Explore using speech synthesis/recognition to prevent needing to use Narrator/Win+H
chrisglein opened this issue · 2 comments
Summary
Talking to an AI without having to type could be pretty magical.
Talking: Win+H for entering speech is painless, but most people don't know it exists.
Listening: Turning on Narrator just to read out responses is more than your average user wants.
There are APIs to do this directly.
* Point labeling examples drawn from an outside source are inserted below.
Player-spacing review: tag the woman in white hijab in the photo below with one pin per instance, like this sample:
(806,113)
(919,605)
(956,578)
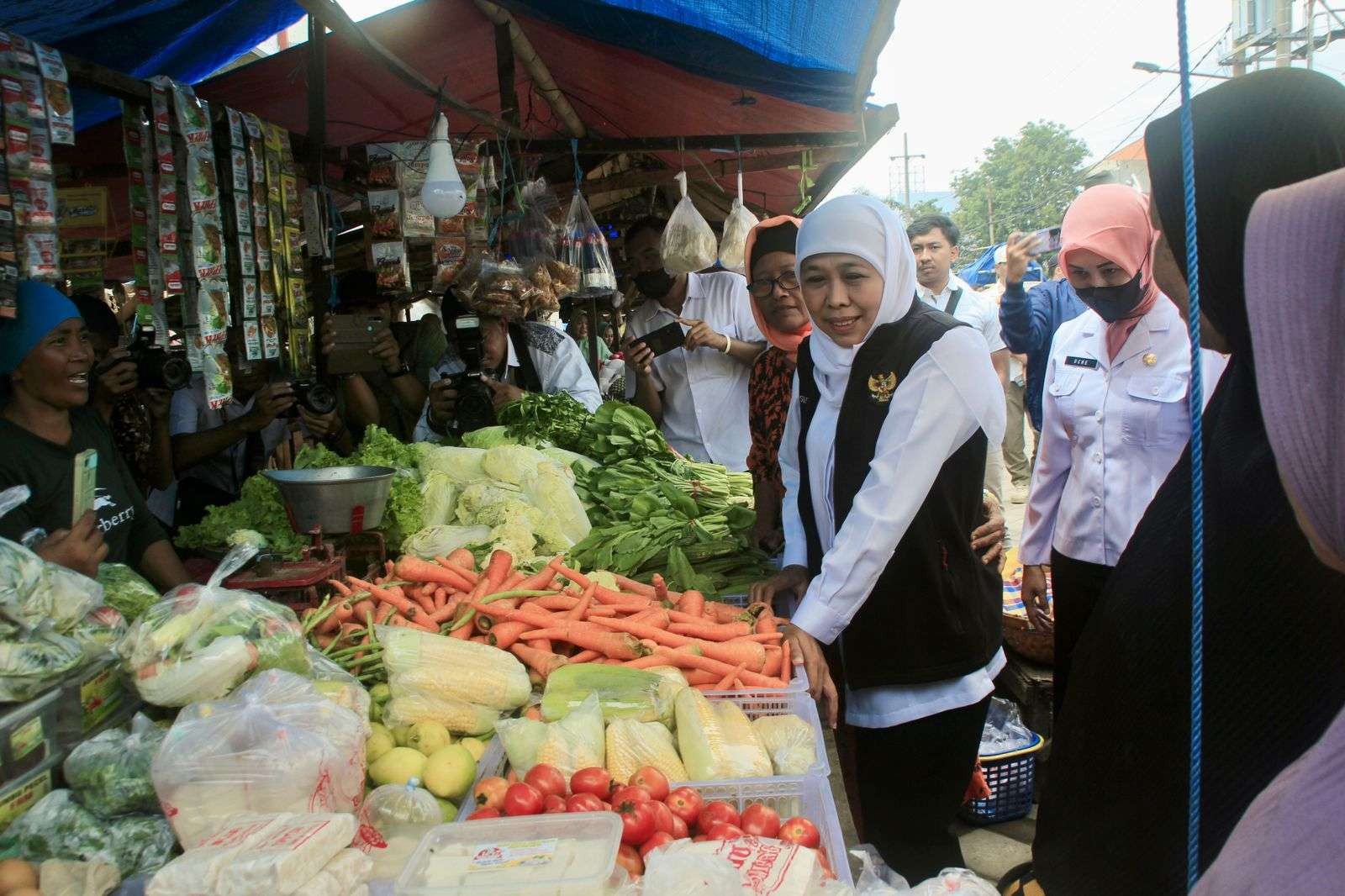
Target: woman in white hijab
(894,405)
Try them?
https://learn.microsoft.com/en-us/uwp/api/windows.media.speechsynthesis.speechsynthesizer?view=winrt-22621
If those work well, can add buttons to 🎙️ and 👂/🔉 to the chat entry and chat responses respectively.
Had the AI take two cracks at doing this in C++/winrt. Here they are:
#include <winrt/Windows.Foundation.h>
#include <winrt/Windows.Media.SpeechSynthesis.h>
#include <winrt/Windows.Media.PlayTo.h>
#include <iostream>
namespace winrt = winrt::Windows;
using namespace winrt::Windows::Media::SpeechSynthesis;
using namespace winrt::Windows::Media::PlayTo;
int main()
{
// Create SpeechSynthesizer object
auto synthesizer = SpeechSynthesizer();
// Convert text to speech
auto stream = synthesizer.SynthesizeTextToStreamAsync(L"Hello, world!").get();
// Play audio
auto buffer = winrt::Windows::Storage::Streams::Buffer(stream.Size());
stream.ReadAsync(buffer, buffer.Capacity(), InputStreamOptions::None).get();
PlayToManager::ShowPlayToUI(std::nullptr_t());
winrt::com_ptr<PlayToSource> source;
PlayToManager::GetForCurrentView().DefaultSource(source);
source->Connection().WriteAsync(buffer).get();
// Wait for audio to finish playing
while (source->PlaybackRate() != 0.f) {}
return 0;
}
// Create an instance of the SpeechSynthesizer.
winrt::Windows::Media::SpeechSynthesis::SpeechSynthesizer synth;
// Retrieve the first female voice.
winrt::Windows::Media::SpeechSynthesis::VoiceInformation voiceInfo = (synth.AllVoices()).GetAt(0);
// Set the voice.
synth.Voice(voiceInfo);
// Generate the audio stream from plain text.
winrt::hstring text = L"Hello world";
winrt::Windows::Media::SpeechSynthesis::SpeechSynthesisStream stream = synth.SynthesizeTextToStream(text);
// Play the audio stream.
winrt::Windows::UI::Xaml::Controls::MediaElement mediaElement;
mediaElement.SetSource(stream, stream.ContentType());
mediaElement.Play();
Your mileage may vary.
Code that works:
// Initialize a new SpeechSynthesizer
using (SpeechSynthesizer synth = new SpeechSynthesizer())
{
// Set the text to be spoken
string text = "Hello World";
// Make the SpeechSynthesizer speak the text
var stream = await synth.SynthesizeTextToStreamAsync(text);
MediaPlayer player = new MediaPlayer();
player.Source = MediaSource.CreateFromStream(stream, stream.ContentType);
player.Play();
// player.Dispose();
}
Working to port this to react-native-winrt:
async function Speak() {
let synth = new Windows.Media.SpeechSynthesis.SpeechSynthesizer();
if (!synth) {
console.log("error creating SpeechSynthesizer");
return;
}
// Set the text to be spoken
let text = "Hello World";
// Make the SpeechSynthesizer speak the text
try {
let stream = await synth.synthesizeTextToStreamAsync(text);
// Play the audio stream
let player = new Windows.Media.Playback.MediaPlayer();
player.source = Windows.Media.Core.MediaSource.createFromStream(stream, stream.contentType);
player.play();
} catch (e) {
console.log(e);
}
}
This works... other than the fact that contentType isn't set. Workaround: hardcode to 'audio/wav'.